"Perimeter Gray" Technique: piano wire, speakers, piezo microphones, amplifiers
Gray Area Foundation for the Arts in cooperation with September 11–November 19
I decided to install the piece under the marquee in front of the GAFFTA space, which in its former incarnation served as porno cinema. Unlike the space in front of the Kunstraum Walcheturm where "Perimeter Walcheturm" was shown, the Taylor Street is normally quite loud, with a heavy flow of traffic most weekdays from the early morning till the early evening. This block of Taylor street is also at the tail end of a particularly intense stretch of transient hotels, bars and liquor stores, with the requisite foot traffic to match. To make matters more complicated (as if they weren't already difficult enough) people lived in an apartment over the GAFFTA space with their window opening onto the backside of the marquee. Instead of running long lines of piano wire across the front of the space, as I did with "Perimeter Walcheturm," I decided to attach two piezo microphones via loops of piano wire to the upper edges of the marquee, around ten meters in height from the sidewalk. I was thus able to capture much of the environment's sounds and have the flow of traffic act as kind of envelope follower to a steady, yet at times barely perceptible, stream of feedback being generated by the proximity of the piezo microphones to the eight speakers hanging from the underside of the marquee.
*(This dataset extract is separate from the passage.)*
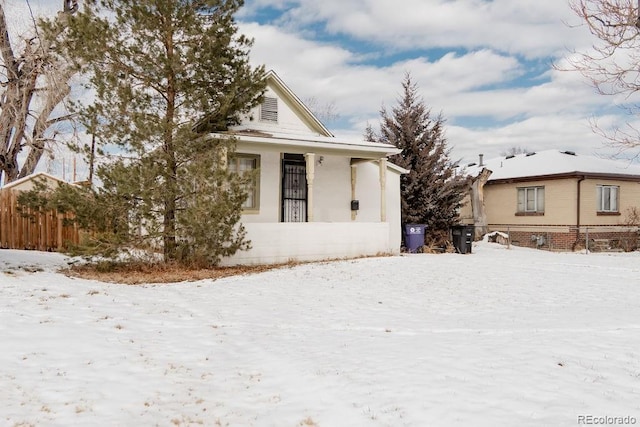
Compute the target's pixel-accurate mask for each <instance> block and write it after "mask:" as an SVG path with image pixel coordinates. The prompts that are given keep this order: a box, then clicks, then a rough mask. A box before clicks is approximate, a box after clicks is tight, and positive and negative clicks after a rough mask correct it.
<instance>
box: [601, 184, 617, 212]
mask: <svg viewBox="0 0 640 427" xmlns="http://www.w3.org/2000/svg"><path fill="white" fill-rule="evenodd" d="M619 193H620V187H618V186H617V185H598V186H597V187H596V199H597V201H598V212H618V194H619Z"/></svg>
When the level of traffic rose, or any prolonged louder sounds in the immediate area occurred, the level of feedback would rise accordingly. As in "Perimeter Walcheturm," "Perimeter Gray" cast a kind of sonic shadow back across the facade of the building, creating an analog body of sound and reference to the sound environment of the Taylor Street. The gentle ebb and flow of the feedback issuing from the speakers mirrored this and created an outline to this shadow, at times cloaking it in rising swells threatening a screeching overload, at other times fairly vanishing. "Perimeter Gray" demands a certain patience from the installation's visitors. It sometimes takes a good deal of time before the work manifests itself, seeming perhaps at first to not be working at all. I wanted the work to co-exist with the indigenous environment, not to encroach upon it, dominate it, but to reflect on it. And beyond this, I want the installation visitor themselves to reflect on this environment, taking the time to stop and experience it.